Printemps-Été 1995, Paris. Le défilé commence avec deux heures de retard. L’atmosphère est électrique, Madonna quitte la salle, agacée… Mais quelques semaines plus tard, elle reprendra l’une des pièces phares du show dans son clip Take a Bow. L’épisode, entré depuis dans la légende, illustre parfaitement la singularité de John Galliano : un créateur capable de transformer le chaos en icône. Sa collection « Pin-Up » restera comme l’un de ses moments fondateurs, confirmant un prodige déjà pressenti depuis ses débuts à Londres.
Les prémices d’un génie
Diplômé de la Central Saint Martins en 1984, Galliano fait rapidement parler de lui par la force de ses silhouettes. Mais faute de moyens, il peine à suivre le rythme effréné des saisons et doit renoncer à présenter une collection Automne/Hiver juste avant 1995. Ce qui aurait pu signer la fin prématurée d’une carrière devient au contraire un tournant : deux soutiens de poids — Anna Wintour et André Leon Talley, figures incontournables de Vogue US — croient en son potentiel et l’aident à franchir l’obstacle. Leur confiance sera largement récompensée.

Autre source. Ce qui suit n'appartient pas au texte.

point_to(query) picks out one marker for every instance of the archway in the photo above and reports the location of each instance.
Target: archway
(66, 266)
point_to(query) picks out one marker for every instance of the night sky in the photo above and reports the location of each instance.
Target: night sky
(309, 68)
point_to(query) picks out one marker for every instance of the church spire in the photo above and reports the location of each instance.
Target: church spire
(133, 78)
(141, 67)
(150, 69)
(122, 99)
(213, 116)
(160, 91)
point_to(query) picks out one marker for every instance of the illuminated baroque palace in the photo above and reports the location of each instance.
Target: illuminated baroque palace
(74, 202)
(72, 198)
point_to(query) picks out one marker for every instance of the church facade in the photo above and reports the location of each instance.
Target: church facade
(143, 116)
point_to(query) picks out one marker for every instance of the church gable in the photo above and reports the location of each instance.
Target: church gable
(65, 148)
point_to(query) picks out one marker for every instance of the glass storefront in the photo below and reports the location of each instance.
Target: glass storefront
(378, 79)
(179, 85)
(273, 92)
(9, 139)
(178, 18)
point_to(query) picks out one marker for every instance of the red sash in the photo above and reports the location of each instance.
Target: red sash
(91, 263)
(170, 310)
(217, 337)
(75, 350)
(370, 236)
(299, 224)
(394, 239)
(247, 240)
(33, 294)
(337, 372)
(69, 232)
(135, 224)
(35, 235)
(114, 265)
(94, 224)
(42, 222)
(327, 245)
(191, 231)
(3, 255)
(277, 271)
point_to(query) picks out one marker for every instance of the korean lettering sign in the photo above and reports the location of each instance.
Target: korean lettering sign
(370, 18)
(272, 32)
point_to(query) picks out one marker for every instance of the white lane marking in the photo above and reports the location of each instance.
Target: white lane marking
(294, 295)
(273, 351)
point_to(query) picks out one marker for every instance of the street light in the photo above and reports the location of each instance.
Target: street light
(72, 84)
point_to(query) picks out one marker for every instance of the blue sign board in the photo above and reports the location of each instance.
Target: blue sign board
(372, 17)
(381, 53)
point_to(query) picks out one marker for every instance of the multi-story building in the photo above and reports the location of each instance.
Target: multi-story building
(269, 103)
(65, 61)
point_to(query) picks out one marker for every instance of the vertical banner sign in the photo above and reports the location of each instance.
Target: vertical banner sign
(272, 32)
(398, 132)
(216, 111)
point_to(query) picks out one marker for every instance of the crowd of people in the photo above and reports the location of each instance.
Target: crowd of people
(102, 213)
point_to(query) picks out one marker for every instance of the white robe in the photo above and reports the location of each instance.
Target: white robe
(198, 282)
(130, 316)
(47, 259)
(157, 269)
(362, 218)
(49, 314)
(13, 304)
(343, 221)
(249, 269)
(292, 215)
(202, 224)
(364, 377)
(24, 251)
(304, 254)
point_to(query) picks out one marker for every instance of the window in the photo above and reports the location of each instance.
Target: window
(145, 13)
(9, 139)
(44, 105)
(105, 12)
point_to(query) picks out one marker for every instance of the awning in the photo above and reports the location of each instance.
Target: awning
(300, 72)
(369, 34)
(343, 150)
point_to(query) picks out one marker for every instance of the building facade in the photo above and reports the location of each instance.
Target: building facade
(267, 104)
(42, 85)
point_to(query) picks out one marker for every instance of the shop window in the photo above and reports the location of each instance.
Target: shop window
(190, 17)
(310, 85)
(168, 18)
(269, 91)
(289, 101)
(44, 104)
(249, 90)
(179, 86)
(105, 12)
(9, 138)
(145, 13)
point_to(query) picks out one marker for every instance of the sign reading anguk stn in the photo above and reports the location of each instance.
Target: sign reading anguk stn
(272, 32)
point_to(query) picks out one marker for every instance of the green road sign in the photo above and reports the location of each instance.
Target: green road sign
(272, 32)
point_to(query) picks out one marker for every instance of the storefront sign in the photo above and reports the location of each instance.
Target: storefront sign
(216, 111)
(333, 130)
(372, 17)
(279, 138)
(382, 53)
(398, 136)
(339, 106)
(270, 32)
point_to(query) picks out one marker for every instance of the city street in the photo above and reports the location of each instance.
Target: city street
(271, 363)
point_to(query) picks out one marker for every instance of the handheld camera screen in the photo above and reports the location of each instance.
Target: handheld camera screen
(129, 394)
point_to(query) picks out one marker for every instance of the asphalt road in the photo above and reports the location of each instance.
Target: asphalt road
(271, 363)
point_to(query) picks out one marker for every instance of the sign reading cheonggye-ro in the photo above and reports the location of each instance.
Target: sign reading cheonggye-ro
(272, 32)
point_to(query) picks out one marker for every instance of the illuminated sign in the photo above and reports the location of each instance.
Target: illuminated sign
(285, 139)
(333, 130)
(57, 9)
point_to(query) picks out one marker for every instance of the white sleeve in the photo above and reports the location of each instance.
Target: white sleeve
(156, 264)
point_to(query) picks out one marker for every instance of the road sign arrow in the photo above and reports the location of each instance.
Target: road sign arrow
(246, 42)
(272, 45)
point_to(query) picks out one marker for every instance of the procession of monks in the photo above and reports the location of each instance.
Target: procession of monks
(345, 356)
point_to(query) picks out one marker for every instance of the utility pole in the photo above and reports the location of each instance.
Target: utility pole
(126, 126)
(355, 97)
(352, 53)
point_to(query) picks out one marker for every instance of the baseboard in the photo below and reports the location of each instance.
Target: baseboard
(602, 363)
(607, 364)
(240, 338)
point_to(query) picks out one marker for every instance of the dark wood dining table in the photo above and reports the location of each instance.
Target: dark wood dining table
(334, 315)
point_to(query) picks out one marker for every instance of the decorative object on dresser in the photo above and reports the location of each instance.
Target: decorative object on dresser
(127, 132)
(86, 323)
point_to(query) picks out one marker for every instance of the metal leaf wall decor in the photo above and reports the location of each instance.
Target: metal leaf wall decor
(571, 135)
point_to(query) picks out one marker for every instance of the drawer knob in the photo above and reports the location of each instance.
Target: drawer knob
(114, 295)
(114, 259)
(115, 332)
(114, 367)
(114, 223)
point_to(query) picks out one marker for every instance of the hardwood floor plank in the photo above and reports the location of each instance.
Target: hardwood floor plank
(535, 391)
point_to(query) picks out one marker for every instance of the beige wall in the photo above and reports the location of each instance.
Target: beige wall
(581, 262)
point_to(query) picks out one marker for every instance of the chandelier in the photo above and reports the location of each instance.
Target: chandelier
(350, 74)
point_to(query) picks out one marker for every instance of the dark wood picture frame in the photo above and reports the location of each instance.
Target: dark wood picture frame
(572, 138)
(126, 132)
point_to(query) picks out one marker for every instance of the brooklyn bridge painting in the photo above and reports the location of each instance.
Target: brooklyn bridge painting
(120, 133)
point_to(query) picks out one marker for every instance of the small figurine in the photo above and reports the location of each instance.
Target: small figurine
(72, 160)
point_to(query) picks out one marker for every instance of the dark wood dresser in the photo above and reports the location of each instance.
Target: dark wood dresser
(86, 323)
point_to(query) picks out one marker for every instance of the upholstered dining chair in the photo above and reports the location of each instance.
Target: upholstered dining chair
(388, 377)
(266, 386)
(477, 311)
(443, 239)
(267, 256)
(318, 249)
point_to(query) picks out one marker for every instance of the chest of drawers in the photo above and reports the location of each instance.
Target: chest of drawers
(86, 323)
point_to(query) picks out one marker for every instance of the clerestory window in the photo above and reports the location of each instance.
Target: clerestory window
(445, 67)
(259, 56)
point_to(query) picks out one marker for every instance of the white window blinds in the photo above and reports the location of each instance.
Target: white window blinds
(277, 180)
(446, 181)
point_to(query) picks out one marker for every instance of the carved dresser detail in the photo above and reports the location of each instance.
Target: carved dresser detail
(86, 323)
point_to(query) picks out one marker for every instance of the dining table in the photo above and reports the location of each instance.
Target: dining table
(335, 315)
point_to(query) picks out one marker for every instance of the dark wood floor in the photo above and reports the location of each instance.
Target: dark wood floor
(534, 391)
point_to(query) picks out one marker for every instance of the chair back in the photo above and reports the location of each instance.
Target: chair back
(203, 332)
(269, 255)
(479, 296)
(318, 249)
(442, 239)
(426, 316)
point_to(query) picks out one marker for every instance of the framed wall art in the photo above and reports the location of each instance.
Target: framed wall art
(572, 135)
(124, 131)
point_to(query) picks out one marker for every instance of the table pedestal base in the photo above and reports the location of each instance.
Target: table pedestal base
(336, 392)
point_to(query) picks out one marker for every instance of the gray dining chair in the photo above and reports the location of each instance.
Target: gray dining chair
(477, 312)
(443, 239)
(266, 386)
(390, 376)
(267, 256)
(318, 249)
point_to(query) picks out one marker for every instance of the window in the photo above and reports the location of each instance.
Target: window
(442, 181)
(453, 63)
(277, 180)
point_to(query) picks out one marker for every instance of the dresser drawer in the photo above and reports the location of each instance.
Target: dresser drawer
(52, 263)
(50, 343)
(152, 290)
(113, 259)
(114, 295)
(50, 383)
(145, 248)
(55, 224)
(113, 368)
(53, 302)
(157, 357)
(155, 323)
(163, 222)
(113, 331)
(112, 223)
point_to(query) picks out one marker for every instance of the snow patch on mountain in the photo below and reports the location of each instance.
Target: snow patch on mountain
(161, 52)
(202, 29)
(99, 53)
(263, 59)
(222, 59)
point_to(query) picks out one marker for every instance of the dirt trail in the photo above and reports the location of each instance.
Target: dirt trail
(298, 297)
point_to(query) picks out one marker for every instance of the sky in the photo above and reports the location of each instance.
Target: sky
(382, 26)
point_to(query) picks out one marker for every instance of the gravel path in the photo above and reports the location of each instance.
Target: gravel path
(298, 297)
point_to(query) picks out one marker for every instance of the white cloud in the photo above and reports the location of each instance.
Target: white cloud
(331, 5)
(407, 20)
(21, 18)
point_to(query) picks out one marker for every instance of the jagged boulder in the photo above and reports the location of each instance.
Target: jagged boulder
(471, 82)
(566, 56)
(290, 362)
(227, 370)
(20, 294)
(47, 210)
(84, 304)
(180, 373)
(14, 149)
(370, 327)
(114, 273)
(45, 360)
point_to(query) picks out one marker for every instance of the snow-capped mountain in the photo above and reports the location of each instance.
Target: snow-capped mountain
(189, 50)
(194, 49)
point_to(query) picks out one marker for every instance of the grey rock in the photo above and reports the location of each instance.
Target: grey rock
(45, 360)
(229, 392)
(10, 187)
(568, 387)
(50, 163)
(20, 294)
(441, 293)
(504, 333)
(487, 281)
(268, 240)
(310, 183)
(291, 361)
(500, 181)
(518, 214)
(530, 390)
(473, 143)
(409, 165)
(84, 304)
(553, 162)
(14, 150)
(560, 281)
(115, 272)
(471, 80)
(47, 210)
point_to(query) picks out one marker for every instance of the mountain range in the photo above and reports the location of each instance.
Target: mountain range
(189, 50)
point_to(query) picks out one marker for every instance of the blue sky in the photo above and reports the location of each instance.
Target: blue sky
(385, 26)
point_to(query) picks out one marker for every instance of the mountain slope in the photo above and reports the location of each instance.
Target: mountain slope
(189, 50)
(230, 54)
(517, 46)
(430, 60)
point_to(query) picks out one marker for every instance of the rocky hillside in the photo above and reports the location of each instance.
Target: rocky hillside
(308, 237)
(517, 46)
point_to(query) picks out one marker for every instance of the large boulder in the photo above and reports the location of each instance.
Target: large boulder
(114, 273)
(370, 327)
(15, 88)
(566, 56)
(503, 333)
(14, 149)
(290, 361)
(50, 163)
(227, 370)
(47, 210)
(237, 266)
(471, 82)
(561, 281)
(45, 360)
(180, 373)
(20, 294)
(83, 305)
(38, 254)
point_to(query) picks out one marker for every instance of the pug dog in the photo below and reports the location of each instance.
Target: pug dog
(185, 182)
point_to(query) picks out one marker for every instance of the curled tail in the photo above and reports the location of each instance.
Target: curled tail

Un show chaotique devenu culte
Lorsque la collection « Pin-Up » est enfin présentée à Paris, l’ambiance est pour le moins chaotique. La salle trépigne d’impatience, la star américaine Madonna quitte les lieux. Pourtant, l’impact esthétique du défilé balaie les critiques. Ironie du sort : c’est elle qui consacrera son aura en arborant une tenue du show dans son clip Take a Bow.



Au centre du podium trône une Cadillac des années 1950, autour de laquelle gravitent mannequins et figurants. Deux hommes installés dans la voiture servent de faire-valoir : Galliano détourne ainsi le regard masculin pour mieux en révéler les codes.
La pin-up revisitée
La figure de la pin-up, un peu désuète depuis les années 1970, est réinventée par Galliano. Pas de cliché ou de caricature : il en propose une lecture subtile, fusionnant la sensualité de l’icône américaine et la précision du tailoring britannique. Silhouettes sablier, tailles marquées, épaules structurées, robes fluides et dramatiques : chaque tenue raconte l’histoire d’une femme qui maîtrise son image.
Certaines créations frôlent même le spectaculaire, comme ces robes « meringue » dont le volume envahit les premiers rangs. Parmi les tops à défiler ce jour-là : Linda Evangelista, Kate Moss, Naomi Campbell. Evangelista se laisse séduire par une robe jaune citron qu’elle convainc Galliano de lui offrir, avant d’en faire don au Met Museum’s Costume Institute, où elle est aujourd’hui conservée comme une pièce iconique.
Galliano, du jeune prodige à l’homme de LVMH
Le défilé révèle un tailleur hors norme, capable de marier fantaisie et rigueur. Le tailleur gris porté par Yasmeen Ghauri, composé d’une veste boléro et d’une jupe taille haute, en est l’exemple parfait : une pièce qui s’arrache aujourd’hui à plus de 6000 euros.



LVMH ne tarde pas à réagir : le groupe le nomme à la tête de Givenchy, première fois qu’un créateur britannique prend les rênes d’une maison française. À peine un an plus tard, il accède à Dior, où il marquera l’histoire avec plus d’une décennie de collections flamboyantes.
Le défilé « Pin-Up » de 1995 n’est pas seulement une belle archive : c’est un point de bascule. C’est le moment où Galliano cesse d’être une étoile montante pour devenir un génie confirmé. Là où il démontre qu’une mode peut concilier extravagance et maîtrise, fantasme et couture. Trente ans plus tard, cette collection continue de briller dans la mémoire collective.
Galliano y scelle les bases d’une féminité dramatique, mouvante et libre : un manifeste vivant, qui reste, aujourd’hui encore, une leçon d’histoire de la mode.